No Sistema Internacional Contemporâneo, percebemos que o poder econômico mundial está passando por mudanças. Tais mudanças são analisadas pelo teórico neorrealista das Relações Internacionais Robert Gilpin, que em seu livro “A economia política das Relações Internacionais”, considera os efeitos das mudanças econômicas sobre as relações internacionais.

A China buscou exercer papel de potência hegemônica, com o desenvolvimento interno e estimulando a abertura econômica, estabelecendo as Zonas Econômicas Especiais e a política das “Quatro Modernizações”, especializando-se em setores da indústria, agricultura, ciência e tecnologia e forças armadas. Sobre o desenvolvimento tecnológico, Gilpin ressalta que foi uma importante estratégia que contribuiu para o crescimento do país, “com a liderança de Mao Zedong, os chineses comprometeram-se com o desenvolvimento autônomo, planejando modernizar a sua economia fora da estrutura da economia capitalista global, mobilizando seu próprio capital e criando sua própria tecnologia” (GILPIN, 1987, p. 322).

Analisando a construção da hegemonia da China por meio do domínio do comércio internacional de bens e serviços à luz da teoria neorrealista de Robert Gilpin, percebemos que, o país tem investido em políticas para aumentar a sua participação no comércio internacional, ultrapassando as principais economias mundiais, incluindo os Estados Unidos. Este desenvolvimento, está atrelado às políticas desenvolvidas pelo Estado chinês, que entende o mercado como sua extensão. Também possuindo caráter político, o bom desempenho no mercado possibilita a China exercer seu soft e hard power no Sistema Internacional. 

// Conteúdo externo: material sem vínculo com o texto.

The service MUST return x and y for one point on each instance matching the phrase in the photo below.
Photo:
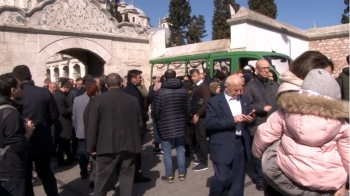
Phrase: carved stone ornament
(70, 15)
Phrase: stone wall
(335, 48)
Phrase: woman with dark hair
(291, 82)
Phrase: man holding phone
(227, 117)
(262, 94)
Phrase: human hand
(239, 118)
(267, 108)
(195, 119)
(340, 192)
(249, 118)
(29, 127)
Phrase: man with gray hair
(114, 134)
(227, 117)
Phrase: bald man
(227, 117)
(52, 87)
(262, 94)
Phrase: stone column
(52, 75)
(82, 69)
(71, 69)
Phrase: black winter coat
(114, 124)
(39, 106)
(172, 108)
(13, 162)
(132, 90)
(63, 126)
(257, 101)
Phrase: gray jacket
(256, 90)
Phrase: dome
(141, 13)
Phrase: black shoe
(182, 177)
(72, 159)
(63, 163)
(200, 167)
(196, 161)
(111, 188)
(36, 182)
(168, 179)
(259, 186)
(141, 179)
(91, 184)
(83, 176)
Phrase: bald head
(263, 68)
(234, 86)
(52, 87)
(234, 80)
(114, 80)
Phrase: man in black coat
(39, 106)
(114, 135)
(134, 80)
(63, 126)
(172, 101)
(207, 79)
(262, 94)
(14, 136)
(227, 117)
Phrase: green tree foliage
(196, 30)
(265, 7)
(220, 28)
(345, 15)
(179, 20)
(126, 17)
(113, 10)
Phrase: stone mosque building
(71, 38)
(64, 65)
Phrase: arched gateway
(77, 28)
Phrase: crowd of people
(295, 131)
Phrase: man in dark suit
(226, 118)
(262, 95)
(63, 126)
(135, 80)
(39, 106)
(114, 134)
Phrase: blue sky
(299, 13)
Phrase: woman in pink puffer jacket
(314, 148)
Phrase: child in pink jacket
(314, 147)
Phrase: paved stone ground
(196, 184)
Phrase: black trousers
(123, 164)
(201, 136)
(63, 147)
(230, 177)
(138, 161)
(75, 143)
(42, 164)
(190, 139)
(258, 176)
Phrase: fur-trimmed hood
(314, 105)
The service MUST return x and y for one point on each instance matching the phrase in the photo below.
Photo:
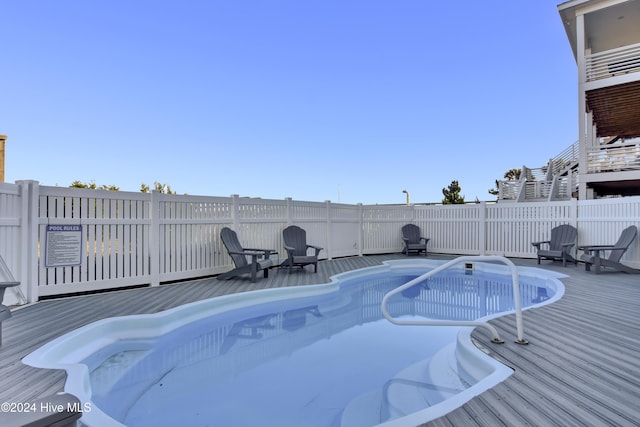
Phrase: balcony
(616, 157)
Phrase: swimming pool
(318, 355)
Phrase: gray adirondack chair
(563, 238)
(259, 257)
(413, 242)
(594, 254)
(6, 281)
(295, 243)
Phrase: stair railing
(495, 336)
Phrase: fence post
(154, 237)
(327, 204)
(482, 226)
(289, 210)
(28, 270)
(360, 227)
(235, 207)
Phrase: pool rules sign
(63, 245)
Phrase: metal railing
(495, 336)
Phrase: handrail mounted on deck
(495, 336)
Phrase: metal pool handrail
(495, 336)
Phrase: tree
(144, 188)
(162, 188)
(510, 175)
(92, 186)
(452, 194)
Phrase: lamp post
(408, 197)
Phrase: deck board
(580, 368)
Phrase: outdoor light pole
(408, 198)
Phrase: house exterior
(605, 40)
(605, 161)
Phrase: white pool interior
(320, 355)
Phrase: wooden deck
(581, 368)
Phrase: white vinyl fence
(127, 239)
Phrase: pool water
(330, 359)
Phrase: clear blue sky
(349, 101)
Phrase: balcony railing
(614, 62)
(614, 158)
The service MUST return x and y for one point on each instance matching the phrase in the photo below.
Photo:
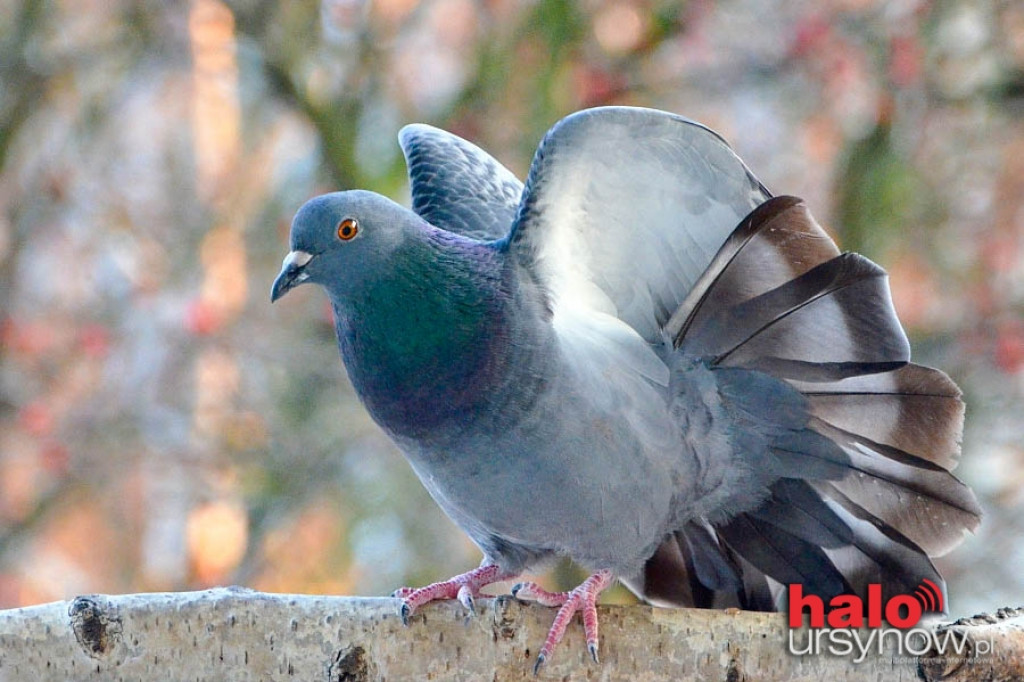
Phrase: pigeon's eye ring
(348, 228)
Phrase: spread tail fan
(870, 499)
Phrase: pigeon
(643, 360)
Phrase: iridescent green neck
(424, 341)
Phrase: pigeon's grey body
(624, 363)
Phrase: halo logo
(847, 610)
(840, 631)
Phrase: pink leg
(464, 587)
(583, 598)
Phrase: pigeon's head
(339, 240)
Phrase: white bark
(237, 634)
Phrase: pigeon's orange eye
(348, 228)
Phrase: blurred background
(163, 427)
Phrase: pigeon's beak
(292, 273)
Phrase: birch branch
(237, 634)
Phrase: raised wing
(624, 210)
(458, 186)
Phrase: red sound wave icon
(930, 596)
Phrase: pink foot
(583, 598)
(465, 587)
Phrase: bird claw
(464, 588)
(583, 598)
(540, 662)
(465, 597)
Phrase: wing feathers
(458, 186)
(863, 492)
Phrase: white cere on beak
(297, 259)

Portanto, a construção da hegemonia da China pelo domínio do comércio internacional de bens e serviços pode ser entendida como uma consequência das políticas desenvolvimentistas lançadas pelo Estado chinês a partir da década de 1970, que por sua vez, foi possível por meio da instauração da República em 1º de outubro de 1949, completando 70 anos neste mês. 

Referências:

GILPIN, R. The Challenge of Global Capitalism. Princeton: Princeton University Press, 2000. 

GILPIN, R. Political Economy of International Relations. Princeton: Princeton University Press, 1987. 

GILPIN, R. War and Change in International Politics. Cambridge: Cambridge University Press, 1981.